Here Account 1 and Account 2 are connected via IP → multi-account attack is possible.

2.2. Detecting "cartoons" (Sybil attacks)​

Problem: One person creates dozens of fake profiles.
Solution:

• Analysis of behavioral patterns:
  • Same operating time.
  • Matching digital fingerprints (browser, OS).
• The graph groups suspicious accounts into clusters.

Algorithm: Louvain Community Detection (identifies groups of closely related nodes).

2.3. Finding Cash Flows​

Problem: Fraudsters transfer money through a chain of accounts ("money muling").
Solution:

• The graph builds transaction paths:
  • Account A → Account B → Account C → Cash out.
• Detects anomalies:
  • Fast transfers between new accounts.
  • Ring circuits (A → B → C → A).

Example:

graph LR
A[Map 111] -->|$500| B[Map 222]
B -->|$500| C[Map 333]
C -->|$500| D[Crypto exchange]

3. Key algorithms in antifraud​

3.1. PageRank​

• Purpose: To estimate the "importance" of a node (eg. a map or IP).
• Application:
  • A card used in 50+ accounts gets a high weight → blocking.

3.2. Label Propagation​

• Goal: Label nodes as "fraudulent" or "legitimate" based on links.
• Example: If 90% of a node's neighbors are marked as fraud, it is also considered suspicious.

3.3. Graph Neural Networks (GNN)​

• Objective: To predict new fraudulent schemes based on historical data.
• Pros: Can find hidden connections (e.g. common behavioral patterns).

4. Real application cases​

4.1. Bank Transfers​

• Objective: To detect "mules" (people who transfer money for scammers).
• Solution: The graph searches for chains: Victim → Mule → Crypto exchange.

4.2. Electronic Commerce​

• Task: Find one-day stores associated with fraud.
• Solution: The graph links stores by common cardholders/IP.

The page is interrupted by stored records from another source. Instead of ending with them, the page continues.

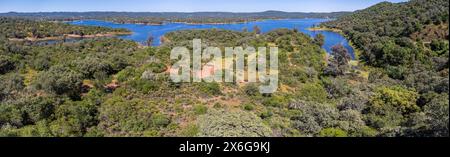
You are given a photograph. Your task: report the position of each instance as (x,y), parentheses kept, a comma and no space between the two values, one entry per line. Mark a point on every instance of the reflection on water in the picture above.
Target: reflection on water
(141,32)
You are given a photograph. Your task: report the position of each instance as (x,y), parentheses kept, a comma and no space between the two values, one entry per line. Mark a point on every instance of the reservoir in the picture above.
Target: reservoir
(141,31)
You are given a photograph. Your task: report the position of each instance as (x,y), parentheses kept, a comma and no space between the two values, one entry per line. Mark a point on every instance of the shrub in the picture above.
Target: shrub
(200,109)
(60,80)
(211,88)
(160,120)
(6,64)
(222,123)
(332,132)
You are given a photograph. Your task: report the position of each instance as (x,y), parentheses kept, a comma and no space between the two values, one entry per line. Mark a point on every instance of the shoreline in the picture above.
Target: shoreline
(356,51)
(71,36)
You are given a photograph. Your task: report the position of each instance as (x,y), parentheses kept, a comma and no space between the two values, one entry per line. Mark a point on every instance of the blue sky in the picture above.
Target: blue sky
(186,5)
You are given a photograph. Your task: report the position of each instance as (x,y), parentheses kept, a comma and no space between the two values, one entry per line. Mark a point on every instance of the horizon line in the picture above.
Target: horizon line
(165,12)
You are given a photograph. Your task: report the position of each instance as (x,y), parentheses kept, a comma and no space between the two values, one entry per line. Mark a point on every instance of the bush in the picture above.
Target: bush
(200,109)
(221,123)
(400,98)
(332,132)
(6,64)
(60,80)
(120,117)
(313,92)
(251,89)
(249,107)
(211,88)
(160,120)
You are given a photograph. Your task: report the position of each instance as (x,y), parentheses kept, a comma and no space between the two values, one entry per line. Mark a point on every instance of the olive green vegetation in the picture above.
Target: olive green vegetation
(20,29)
(113,87)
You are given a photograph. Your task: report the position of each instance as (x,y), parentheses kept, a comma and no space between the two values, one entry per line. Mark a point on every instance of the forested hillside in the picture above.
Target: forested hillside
(156,18)
(18,28)
(114,87)
(405,45)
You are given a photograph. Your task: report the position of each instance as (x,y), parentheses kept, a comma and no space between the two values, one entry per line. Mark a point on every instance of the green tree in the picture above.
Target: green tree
(222,123)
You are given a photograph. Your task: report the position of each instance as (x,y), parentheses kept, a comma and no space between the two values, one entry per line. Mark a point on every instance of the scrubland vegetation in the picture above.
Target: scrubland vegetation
(112,87)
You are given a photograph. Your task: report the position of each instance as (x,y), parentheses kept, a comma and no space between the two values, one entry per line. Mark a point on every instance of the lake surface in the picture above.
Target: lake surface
(141,32)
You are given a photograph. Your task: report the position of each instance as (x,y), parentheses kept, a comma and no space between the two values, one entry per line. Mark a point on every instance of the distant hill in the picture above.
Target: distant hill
(392,33)
(168,15)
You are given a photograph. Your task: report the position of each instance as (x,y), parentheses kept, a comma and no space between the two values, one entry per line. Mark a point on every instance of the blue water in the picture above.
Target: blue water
(141,32)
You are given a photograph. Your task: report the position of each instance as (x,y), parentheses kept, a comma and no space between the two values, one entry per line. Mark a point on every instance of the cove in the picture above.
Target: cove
(141,32)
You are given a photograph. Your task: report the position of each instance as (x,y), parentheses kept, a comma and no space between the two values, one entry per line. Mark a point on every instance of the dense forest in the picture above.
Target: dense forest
(18,28)
(157,18)
(105,87)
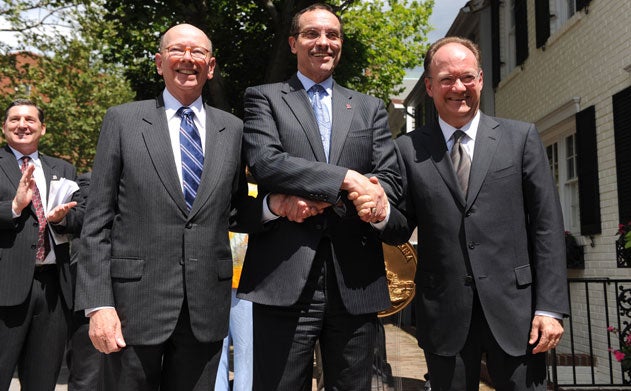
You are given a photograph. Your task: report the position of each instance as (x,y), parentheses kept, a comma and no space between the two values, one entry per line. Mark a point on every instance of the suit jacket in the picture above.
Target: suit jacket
(505,240)
(18,236)
(285,154)
(144,251)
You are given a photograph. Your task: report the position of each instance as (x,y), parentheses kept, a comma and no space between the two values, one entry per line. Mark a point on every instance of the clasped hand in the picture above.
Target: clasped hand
(367,195)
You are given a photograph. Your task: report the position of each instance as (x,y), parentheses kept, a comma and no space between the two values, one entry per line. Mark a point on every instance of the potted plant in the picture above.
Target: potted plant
(623,245)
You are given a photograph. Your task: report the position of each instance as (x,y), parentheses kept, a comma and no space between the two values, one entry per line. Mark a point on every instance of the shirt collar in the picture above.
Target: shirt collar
(308,83)
(470,128)
(18,155)
(172,105)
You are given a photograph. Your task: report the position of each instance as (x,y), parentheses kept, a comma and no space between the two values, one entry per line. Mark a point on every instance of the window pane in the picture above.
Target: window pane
(570,148)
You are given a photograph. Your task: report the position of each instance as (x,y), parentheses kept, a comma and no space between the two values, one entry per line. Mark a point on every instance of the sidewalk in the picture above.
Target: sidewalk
(403,356)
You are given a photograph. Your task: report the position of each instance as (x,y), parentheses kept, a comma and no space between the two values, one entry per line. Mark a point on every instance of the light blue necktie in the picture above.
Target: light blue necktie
(192,155)
(316,94)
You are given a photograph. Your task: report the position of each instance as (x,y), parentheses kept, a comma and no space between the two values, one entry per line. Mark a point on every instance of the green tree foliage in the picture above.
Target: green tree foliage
(93,54)
(67,77)
(382,39)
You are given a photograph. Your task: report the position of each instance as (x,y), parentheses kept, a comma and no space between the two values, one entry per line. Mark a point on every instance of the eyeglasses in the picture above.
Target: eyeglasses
(468,79)
(197,52)
(311,35)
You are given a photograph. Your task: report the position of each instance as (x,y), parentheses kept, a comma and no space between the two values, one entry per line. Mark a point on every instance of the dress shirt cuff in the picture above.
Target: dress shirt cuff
(551,314)
(267,214)
(90,311)
(379,226)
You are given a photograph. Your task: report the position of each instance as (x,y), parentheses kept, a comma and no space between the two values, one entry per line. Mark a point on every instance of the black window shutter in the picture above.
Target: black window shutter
(542,11)
(521,31)
(587,164)
(622,139)
(580,4)
(495,39)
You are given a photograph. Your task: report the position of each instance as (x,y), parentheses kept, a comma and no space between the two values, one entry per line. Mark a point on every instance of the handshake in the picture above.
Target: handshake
(367,195)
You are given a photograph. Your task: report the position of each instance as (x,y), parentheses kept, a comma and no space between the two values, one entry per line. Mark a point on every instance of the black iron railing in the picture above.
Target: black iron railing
(599,323)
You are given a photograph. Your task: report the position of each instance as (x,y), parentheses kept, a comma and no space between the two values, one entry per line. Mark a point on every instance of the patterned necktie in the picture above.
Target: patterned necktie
(43,242)
(316,94)
(192,155)
(461,160)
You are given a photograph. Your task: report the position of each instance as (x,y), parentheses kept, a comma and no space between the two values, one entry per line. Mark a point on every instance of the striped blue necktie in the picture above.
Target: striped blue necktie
(192,155)
(316,94)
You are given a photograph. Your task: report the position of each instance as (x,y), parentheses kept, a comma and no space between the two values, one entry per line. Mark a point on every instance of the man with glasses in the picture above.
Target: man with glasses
(319,276)
(492,275)
(155,276)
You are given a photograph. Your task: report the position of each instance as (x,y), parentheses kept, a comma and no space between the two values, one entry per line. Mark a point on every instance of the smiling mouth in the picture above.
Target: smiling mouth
(187,71)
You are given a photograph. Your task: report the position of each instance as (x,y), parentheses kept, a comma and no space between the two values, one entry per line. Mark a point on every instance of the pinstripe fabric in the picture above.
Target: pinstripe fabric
(18,235)
(144,249)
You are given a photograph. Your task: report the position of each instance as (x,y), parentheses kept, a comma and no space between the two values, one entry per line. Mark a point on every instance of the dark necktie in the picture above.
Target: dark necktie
(316,94)
(43,242)
(461,160)
(192,155)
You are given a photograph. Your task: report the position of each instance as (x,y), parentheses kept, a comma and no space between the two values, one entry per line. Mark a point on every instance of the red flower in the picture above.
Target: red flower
(618,355)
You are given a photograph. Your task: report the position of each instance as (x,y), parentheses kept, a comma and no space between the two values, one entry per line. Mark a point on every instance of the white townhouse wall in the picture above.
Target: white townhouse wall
(568,82)
(566,66)
(584,62)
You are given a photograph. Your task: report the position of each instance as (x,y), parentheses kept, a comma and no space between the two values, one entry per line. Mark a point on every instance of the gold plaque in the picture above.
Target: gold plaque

5. Limitations of graph methods​

• False positives: Sometimes the connection between nodes is random (eg public Wi-Fi).
• Resource intensity: Large graphs (millions of nodes) require powerful servers.

6. Analysis tools​

• Neo4j: Graph database.
• NetworkX (Python): For experimenting with small graphs.
• Apache Spark GraphFrames: For distributed computing.

Code example (Python):

import networkx as nx

# Create a graph
G = nx.Graph()
G.add_edge("Card 123", "Account A")
G.add_edge("Card 123", "Account B")

# Find connected nodes
print(nx.shortest_path(G, "Account A", "Account B")) # ['Account A', 'Card 123', 'Account B']

Conclusion​

Graph algorithms in antifraud:
Identify complex schemes (multi-accounting, money muling).
Analyze connections that are invisible when checking individual transactions.
Use ML (GNN) to predict new threats.

To study:

• Courses on graph databases (Neo4j).
• Apache Spark GraphFrames documentation.
• Cases from Sift Science and IBM Safer Payments.

Want to understand a specific algorithm (for example, how PageRank is used in banks)? Ask!